My sister Cindy once told me I quote my dad too much here. And I get that. We got weary of President Biden talking about his dad telling him, “‘Joey, a job is about more than a paycheck. It’s about your dignity. It’s about respect. It’s about being able to look your kid in the eye and say, ‘It’s going to be okay.'”
Partly, we didn’t like those quotes because they were a little suspect. Did “Joey’s” dad know the shaver was going to be a Democratic politician? Because otherwise, it would be a weird thing to share with your kid, who probably never thought to ask what a job was “about,” in the first place.
But sometimes, quoting your parents is more credible than quoting someone famous. You know the one that LBJ’s speechwriter Liz Carpenter used to tell, about handing him a rural Texas campaign speech that included an Aristotle quote. “Aw hell,” Johnson said, marking up the page, “nobody’ll know who the hell Aristotle is.” He delivered the quote, but he changed the attribution: “As my dear ole daddy used to say …”
My parents, both writers, were pretty quotable themselves.

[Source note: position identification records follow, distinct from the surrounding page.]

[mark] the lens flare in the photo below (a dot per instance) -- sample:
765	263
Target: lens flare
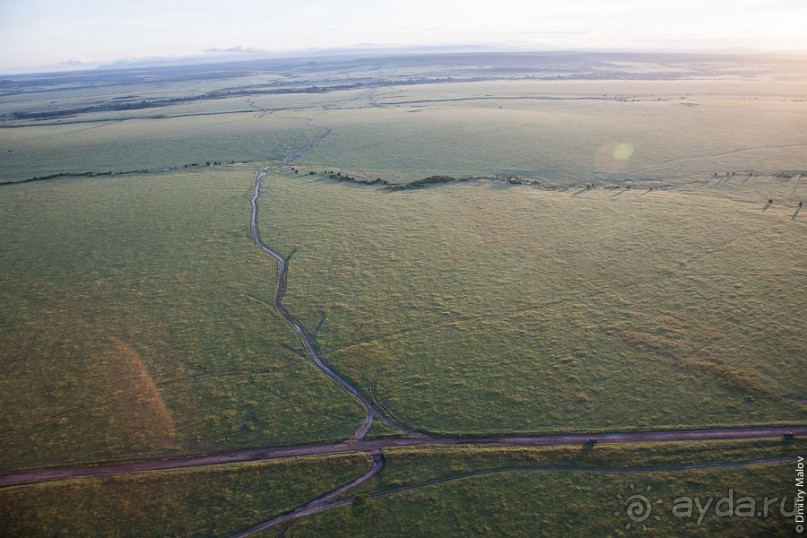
623	151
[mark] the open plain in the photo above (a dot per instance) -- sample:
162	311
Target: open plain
468	262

They were also habitual plagiarists!
“The heart has reasons,” my dad used to say, “that reason doesn’t understand.” Never crediting Blaise Pascal, who said, “The heart has its reasons which reason knows nothing of.”
My mother used to say, “Before you’re thirty, you have the face you were born with. After thirty, you have the face you deserve.” Robbing Coco Chanel and misquoting her in the process. “Nature gives you the face you have at twenty,” Chanel said. “Life shapes the face you have at thirty. But at fifty you get the face you deserve.”
Worst of all was a stunt my old man pulled: a posthumous plagiaristic prank! After he died of pancreatic cancer at age 85, my physically cautious, self-righteously moderate, routine-oriented father who would make a visit to the grocery store if he ran out of orange marmalade, we found a Post-It note under something on a plate in his foyer, held in the wooden hand of a carved butler.
In Dad’s hand was scrawled:
“Life should not be a journey to the grave with the intention of arriving safely in a pretty and well preserved body, but rather to skid in broadside in a cloud of smoke, thoroughly used up, totally worn out, and loudly proclaiming ‘Wow! What a Ride!’”
My sisters and I scratched our heads when we saw that. But enjoying the sentiment and not wishing to speak distrustingly of the dead, we thought aloud to one another, By golly, at least Dad’s spirit was adventurous!
Only to learn a year or two later that this quote actually came from drug-frenzied, booze-chugging, motorcycle-riding, gun-wielding, explosives-enthusiastic gonzo journalist Hunter S. Thompson, who also ordered his ashes to be shot out of a cannon.
Now, why in tarnation would my dying writer dad have claimed a quote that wasn’t his, to express the sort of motto he’d never lived by? Well, the heart has reasons that reason doesn’t understand. As my dear ole daddy used to say.